This is a standalone HTTP server created to simulate various responses as if they are returned by a third party web service APIs. For example, the simulator can be configured to act as api.twitter.com or graph.facebook.com without your application knowing the difference. Its primary use is for functional (manual and automated) testing. Its secondary uses are monitoring and performance/stress testing.

Here is a presentation about Nagual, that I gave at Agile Testing Days 2016 conference.

Setup

How to install Nagual

  1. Install node.js and npm
  2. Clone this repository: git clone https://github.com/emanuil/nagual (or download the zip file)
  3. Install the required npm packages: cd nagual && npm install
  4. Run the simulator: sudo node proxy.js

You should see the following output

Starting the HTTP(S) protocol simulator...
Loaded stubs count per host:

c9555.r55.cf2.rackcdn.com: 1
api.instagram.com: 6
api.linkedin.com: 4
api.twitter.com: 12
blah.com: 0 Transparent mode only!
cdn2.clouddrive.com: 1
graph.facebook.com: 32
identity.api.rackspacecloud.com: 1
porto.zendesk.com: 4
storage101.ord1.clouddrive.com: 5
www.googleapis.com: 5

Listening on port 80
Listening on port 443

In order to start using the simualtor you need to peform the two steps in bold bellow.

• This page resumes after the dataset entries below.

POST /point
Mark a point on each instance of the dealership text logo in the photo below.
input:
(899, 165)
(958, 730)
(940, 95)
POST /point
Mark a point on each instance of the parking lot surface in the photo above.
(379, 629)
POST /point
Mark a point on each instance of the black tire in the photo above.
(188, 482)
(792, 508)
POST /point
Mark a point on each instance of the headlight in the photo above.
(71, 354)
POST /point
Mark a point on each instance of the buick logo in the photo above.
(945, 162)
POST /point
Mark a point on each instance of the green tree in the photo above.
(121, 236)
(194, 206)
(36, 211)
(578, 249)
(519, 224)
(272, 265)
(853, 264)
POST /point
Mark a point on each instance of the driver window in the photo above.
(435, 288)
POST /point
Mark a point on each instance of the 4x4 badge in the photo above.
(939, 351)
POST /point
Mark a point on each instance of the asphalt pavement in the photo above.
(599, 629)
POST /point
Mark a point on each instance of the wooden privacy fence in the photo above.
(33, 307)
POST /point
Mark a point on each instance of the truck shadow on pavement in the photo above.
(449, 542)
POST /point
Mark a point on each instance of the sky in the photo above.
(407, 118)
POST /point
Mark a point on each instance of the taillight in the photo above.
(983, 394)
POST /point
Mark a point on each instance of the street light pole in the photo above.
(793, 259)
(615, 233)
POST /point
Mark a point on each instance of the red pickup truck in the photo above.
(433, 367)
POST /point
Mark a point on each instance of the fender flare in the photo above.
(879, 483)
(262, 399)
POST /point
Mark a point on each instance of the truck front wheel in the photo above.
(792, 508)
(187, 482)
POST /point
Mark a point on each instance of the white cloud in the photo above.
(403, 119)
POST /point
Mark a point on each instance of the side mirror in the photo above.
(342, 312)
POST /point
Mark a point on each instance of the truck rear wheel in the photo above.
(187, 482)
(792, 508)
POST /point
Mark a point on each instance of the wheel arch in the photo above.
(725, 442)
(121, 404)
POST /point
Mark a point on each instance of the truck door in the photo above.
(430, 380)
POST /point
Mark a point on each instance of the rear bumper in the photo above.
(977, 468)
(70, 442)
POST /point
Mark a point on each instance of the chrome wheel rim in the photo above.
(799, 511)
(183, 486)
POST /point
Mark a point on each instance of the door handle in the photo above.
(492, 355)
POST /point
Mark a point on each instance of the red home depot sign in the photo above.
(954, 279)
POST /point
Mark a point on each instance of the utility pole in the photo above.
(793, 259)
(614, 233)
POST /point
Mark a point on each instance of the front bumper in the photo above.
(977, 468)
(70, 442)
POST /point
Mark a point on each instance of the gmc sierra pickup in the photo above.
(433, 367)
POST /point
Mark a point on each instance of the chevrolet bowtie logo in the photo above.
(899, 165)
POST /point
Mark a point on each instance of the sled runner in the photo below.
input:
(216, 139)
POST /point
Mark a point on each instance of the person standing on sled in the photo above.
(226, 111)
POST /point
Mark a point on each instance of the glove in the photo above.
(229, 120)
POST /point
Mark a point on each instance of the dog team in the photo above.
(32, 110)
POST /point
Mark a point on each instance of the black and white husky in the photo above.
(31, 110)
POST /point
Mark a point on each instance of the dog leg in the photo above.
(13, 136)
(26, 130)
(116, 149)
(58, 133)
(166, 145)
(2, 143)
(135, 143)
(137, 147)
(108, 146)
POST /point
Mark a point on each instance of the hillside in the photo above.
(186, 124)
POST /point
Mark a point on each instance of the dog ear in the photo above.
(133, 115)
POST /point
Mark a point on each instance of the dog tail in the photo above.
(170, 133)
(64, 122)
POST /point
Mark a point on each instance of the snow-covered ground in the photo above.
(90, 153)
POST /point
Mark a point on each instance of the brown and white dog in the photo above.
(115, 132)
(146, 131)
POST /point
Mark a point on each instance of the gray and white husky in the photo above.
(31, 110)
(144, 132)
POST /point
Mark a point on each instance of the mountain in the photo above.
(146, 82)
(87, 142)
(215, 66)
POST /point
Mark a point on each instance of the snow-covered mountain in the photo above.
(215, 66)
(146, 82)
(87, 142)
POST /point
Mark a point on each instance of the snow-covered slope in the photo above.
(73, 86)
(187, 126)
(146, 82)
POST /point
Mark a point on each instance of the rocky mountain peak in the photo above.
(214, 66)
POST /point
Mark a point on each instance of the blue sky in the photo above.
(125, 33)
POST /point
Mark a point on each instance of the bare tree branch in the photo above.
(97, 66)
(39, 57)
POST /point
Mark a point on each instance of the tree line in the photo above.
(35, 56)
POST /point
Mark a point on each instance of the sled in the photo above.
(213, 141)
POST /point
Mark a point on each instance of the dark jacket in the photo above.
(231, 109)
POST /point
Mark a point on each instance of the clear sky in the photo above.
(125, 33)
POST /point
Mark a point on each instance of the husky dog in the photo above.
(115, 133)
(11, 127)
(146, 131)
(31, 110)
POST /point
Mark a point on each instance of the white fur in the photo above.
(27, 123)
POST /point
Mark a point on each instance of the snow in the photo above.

Routing traffic through Nagual

After Nagual has started its time to route your application traffic through it. Depending on how your application is configured there are couple of ways to do this. The easiest is to add an entry to /etc/hosts file on your application server to redirect all traffic to the simulator.

For example if 192.168.8.21 is the IP address where Nagual is running and you want to simulate an external service host api.twitter.com, you should add the following line to /etc/hosts file on the server thats running your applications.

192.168.8.21 api.twitter.com

This will route all the traffic intended to the external service, first through the simulator. Depending on how you setup Nagual rules, the requests will either be simulated or forwarded to the real service.

If for some reason you can not edit /etc/hosts, your options would be (depending on the architecture of your application):

  • to edit your application code
  • to edit a config file
  • to edit a configuration in your database
  • to edit the DNS records

The main point is to ultimately redirect all the HTTP traffic that you need to simulate to Nagual.

Screen Capture

Since all the traffic passes through Nagual, you can monitor it in real time. This traffic is usually encrypted and visible only to the client and to the server. Since Nagual acts are MiTM proxy, it can see and modify everything.

Handling HTTPS traffic

Most of the interesting external services run over HTTPS. Your code (or the code in the 3rd party libraries) used to connect to the external services has SSL server verification enabled. On every connection, your application checks if it talks to the real api.twitter.com, instead of any other server with self signed SSL certificate. This way your app is making sure that it is not susceptible to man-in-the-middle attack. Nagual uses the same technique to do good.

When Nagual starts, it auto generates fake SSL certificate issued to api.twitter.com. However, it is signed by root certificate that is itself self-signed (not signed by any of the built in root CAs in your OS). The server SSL verification would still fail at this point.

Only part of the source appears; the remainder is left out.